In his debate with Cassirer and in some other writing, Heidegger tries to define positively the concept of finiteness for the beings. It is a novel and difficult approach as traditionally, in theology and metaphysic, finiteness of beings is negatively defined as an imperfection or a negation, the absence of infiniteness, as opposed to some perfect and infinite being like god.
I feel that this difficulty is strangely reflected in set theory. I reckon we can naturally associate positive definition with $\Sigma_1$ sets (it abides to our definition if there is one set such that... ) and negative definitions with $\Pi_1$ sets (it abides to our definition if there is not set such that...).
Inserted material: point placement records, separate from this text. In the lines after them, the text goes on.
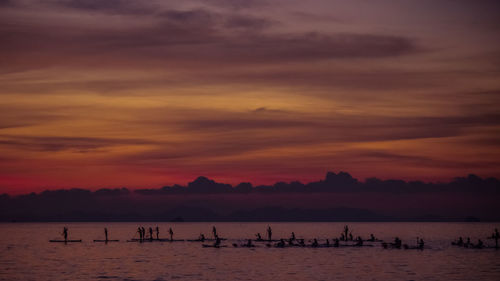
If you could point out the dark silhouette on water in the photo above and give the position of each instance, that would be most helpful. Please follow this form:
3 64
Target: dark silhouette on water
496 236
214 232
359 242
106 238
65 234
315 243
259 238
171 232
Now for example Dedekind definition of an infinite set is a positive definition, a set is infinite if there is a bijection between itself and a proper subset. Then the natural way of defining finite sets would be non-infinite set which is $\Pi_1$ or a negative definition.
We could also use $\omega$, the smallest set satisfying the axiom of infinity and say that another set is finite if there is no injection from $\omega$ in this set ; but once again its a negative definition.
So formally, what this boils down to is the following :
Is the definition of finiteness in set theory $\Pi_1$ or $\Delta_1$ ? I've just seen that it is $\Delta_1$ according to wikipedia, then what is a $\Sigma_1$ definition of it ?Also, have the philosophical implications of this already been discussed ?
And for a subsidiary questions :
Are there models of set theory that "think" one of its element is infinite when it is actually finite ? Akin to what happens between countable and non-countable sets with the Löwenheim-Skolem theorem.